Oppen­heimer gelang mit The Act of Killing aber nicht nur ein furcht­ein­flös­sender Brücken­schlag zu vergleich­baren Ereig­nissen der europäi­schen Geschichte und globalen Gegenwart, er verän­derte vor allem nach­haltig die Rezeption der Indo­ne­sier gegenüber ihrer eigenen Geschichte. Nach ersten Scree­nings und der Bericht­erstat­tung in lokalen Medien wurde erstmals das Dogma der eigenen Ideologie in Frage gestellt, das sich bis in den Alltag mani­fes­tierte: denn an Schulen wurde bis dahin der Massen­mord ebenso gerecht­fer­tigt wie im tages­po­li­ti­schen Geschehen. Über­le­bende und Kinder der Ereig­nisse von 1965 waren in ihren Pässen als »Angehö­rige von Kommu­nisten« stig­ma­ti­siert und lebten in unver­än­derten Verhält­nissen, d.h. Tür an Tür mit den Mördern ihrer eigenen Angehö­rigen.

In einem zweiten Film gibt Oppen­heimer nun den Opfern den Raum, den er den Tätern in The Act of Killing bereits geboten hat und schafft damit ein tatsäch­lich einzig­ar­tiges Diptychon mensch­li­cher Abgründe, ein Meis­ter­werk von erschüt­ternder Eindring­lich­keit, das man jedem dring­lichst anraten möchte zu sehen, ohne es je selbst ein zweites Mal wieder­sehen zu wollen.

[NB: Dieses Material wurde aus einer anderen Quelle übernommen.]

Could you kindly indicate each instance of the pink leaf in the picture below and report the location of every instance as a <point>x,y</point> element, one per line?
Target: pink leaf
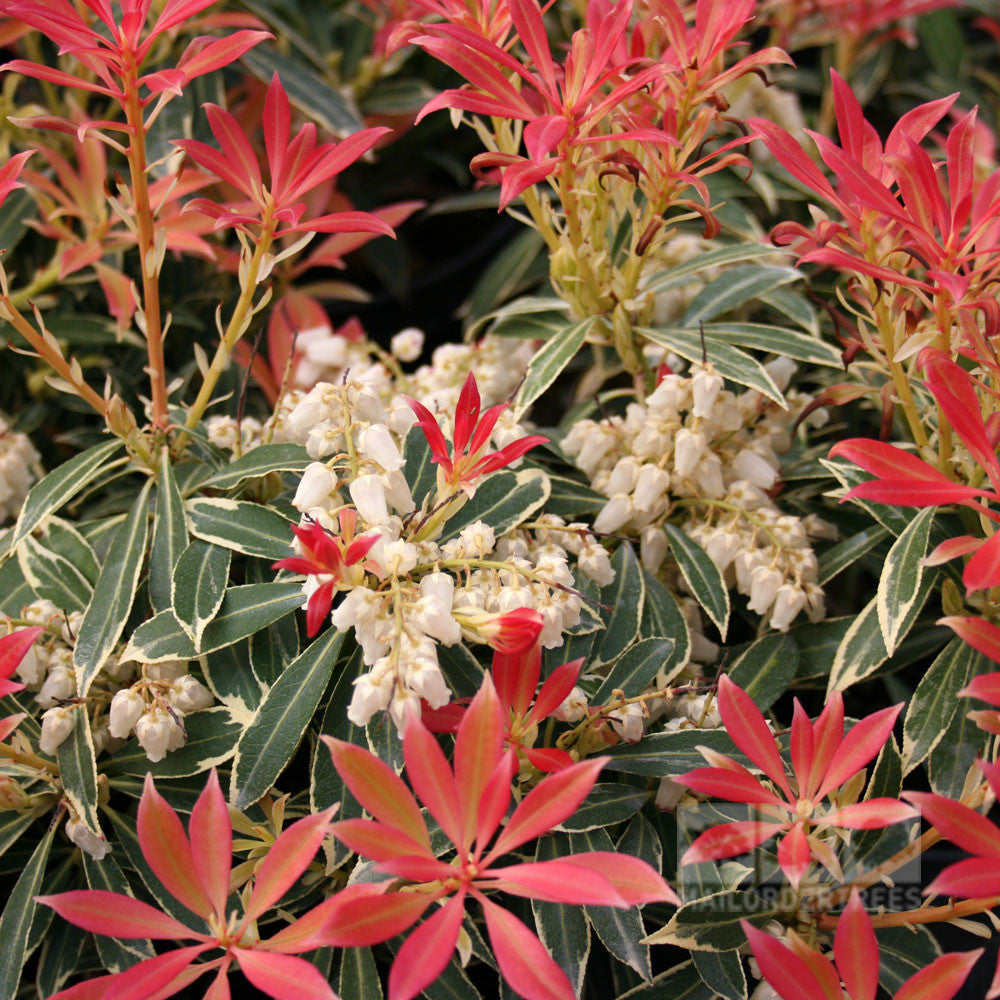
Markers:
<point>523,961</point>
<point>212,843</point>
<point>552,800</point>
<point>426,951</point>
<point>287,859</point>
<point>379,789</point>
<point>856,950</point>
<point>168,852</point>
<point>284,977</point>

Wie schon in The Act of Killing beschreitet Oppen­heimer auch in The Look of Silence neuartige Wege der Doku­men­ta­tion, in diesem Fall jedoch nicht wegen der unkon­ven­tio­nellen Fokus­sie­rung auf die Täter, sondern um dem unwäg­baren Minenfeld von Klischees zu entgehen, das sich durch die lange filmische Geschichte von »Opfer-Doku­men­ta­tionen« bereits etabliert hat. Immer wieder gibt Oppen­heiner deshalb in seiner Porträ­tie­rung einer »Opfer«-Familie dem zwingend notwen­digen Schweigen den Raum, den es braucht, um die Abgründe des Leidens zu verstehen, immer wieder aber werden auch dialo­gi­sche Prozesse unter­schied­lichster Fasson einge­bettet. Dieses fast an eine psycho­lo­gi­sche Versuch­sand­ord­nung erin­ne­rende Wech­sel­spiel funk­tio­niert hervor­ran­gend, ist aber am eindring­lichsten, wenn der nach den Massen­morden geborene Bruder eines Opfers, Adi, vom Schwei­ge­feld seiner Familie in das Recht­fer­ti­gungs­feld der Täter defiliert und beginnt, Fragen zu stellen. Wie schon in The Act of Killing bereuen die Täter und ihrer Nach­kommen weiterhin nichts, sondern erläutern vielmehr die Gefahren des eigenen Handelns, die große mora­li­sche Gefahr, die psycho­lo­gi­schen Untiefen, die jeder auf seine Weise versucht hat zu meistern. Die einen durch eine Schuld­ver­schie­bung auf die Ameri­kaner, die anderen geben zu, den selbst insze­nierten Horror­film nur durch scha­ma­ni­sche Hand­lungen überlebt zu haben, wie etwa das Trinken des Bluts der Opfer, durch das sie sich unan­fechtbar gemacht hätten.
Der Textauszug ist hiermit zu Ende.